Also: Der Akku besteht aus 24 LiIon-Zellen und hat 14,4 Volt 9Ah hält knapp 3 Std und wiegt 1250 Gramm (komplett mit Gehäuse, Elektronik, Relais Sicherung Buchsen etc.)

Das Vorschaltgerät wiegt ca 500 Gramm incl der 40cm Hochspannungsleitung.
Der Brenner incl gehäuse kommt auf 200 Gramm, also insgesamt 2KG.

Das Gewicht ist zwar ordentlich, aber die Ausleuchtung entschuldigt alles...

Für die Stadt hab ich wie gesangt ne 3-Watt Luxeon Funzel.

Und ja, es gibt auch kleinere Xenon Lampen, zb Trailtech Lupine Nightpro ... nachzulensen im Elektronik Forum.

Gruß Benni


----------



## brakeless (21. November 2004)

@Downhillschrott

Respekt, tolle sehr informative Seite!!

 


Gruß Benni


----------



## downhillschrott (21. November 2004)

Die techn. Daten sind ja schon seeeehr überzeugend.   

Wegen Heimseite: Danke für die Lorbeeren, leider hab ich keine Zeit endlich mal ein Update zu machen.    Teilweise sind da schon sehr veraltete Dinger dabei.


----------



## Jeremy (26. November 2004)

Besteht denn wirklich die Notwendigkeit Nachts mit Superbeam durch einen Wald zu moschen? Schaltet statt der Lampe mal euer Hirn ein und zieht die Folgen für die Waldbewohner in Betracht. 

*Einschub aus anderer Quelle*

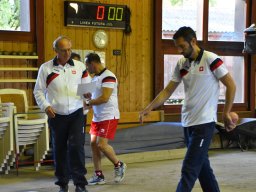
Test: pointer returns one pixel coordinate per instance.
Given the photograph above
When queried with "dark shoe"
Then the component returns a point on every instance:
(64, 188)
(81, 189)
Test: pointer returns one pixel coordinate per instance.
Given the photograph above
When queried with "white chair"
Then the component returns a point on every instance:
(6, 137)
(30, 126)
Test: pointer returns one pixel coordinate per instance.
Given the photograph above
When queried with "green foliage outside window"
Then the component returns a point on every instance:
(180, 2)
(9, 14)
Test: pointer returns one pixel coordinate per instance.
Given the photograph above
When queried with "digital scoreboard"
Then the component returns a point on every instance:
(95, 15)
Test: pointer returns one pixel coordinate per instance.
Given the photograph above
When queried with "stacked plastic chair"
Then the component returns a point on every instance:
(6, 137)
(30, 127)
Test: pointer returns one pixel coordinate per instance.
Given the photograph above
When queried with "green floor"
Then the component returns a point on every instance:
(235, 171)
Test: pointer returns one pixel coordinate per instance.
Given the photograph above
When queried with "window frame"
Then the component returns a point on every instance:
(27, 36)
(225, 48)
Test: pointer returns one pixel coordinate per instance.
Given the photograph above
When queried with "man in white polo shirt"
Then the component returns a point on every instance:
(200, 72)
(106, 114)
(56, 94)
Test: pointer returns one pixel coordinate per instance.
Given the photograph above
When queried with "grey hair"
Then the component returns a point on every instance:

Ich finde es schlicht zum Kotzen und hoffe das Bußgeld hierfür ist richtig satt!!!


----------



## MTB-News.de




----------



## Rolf H. (26. November 2004)

Was sind die Folgen ???


----------



## Hugo (26. November 2004)

Rolf H. schrieb:
			
		

> Was sind die Folgen ???



wuesst ich auch gern...gestern wollt mir schonma jemand die nightrides madig machen....was soll das???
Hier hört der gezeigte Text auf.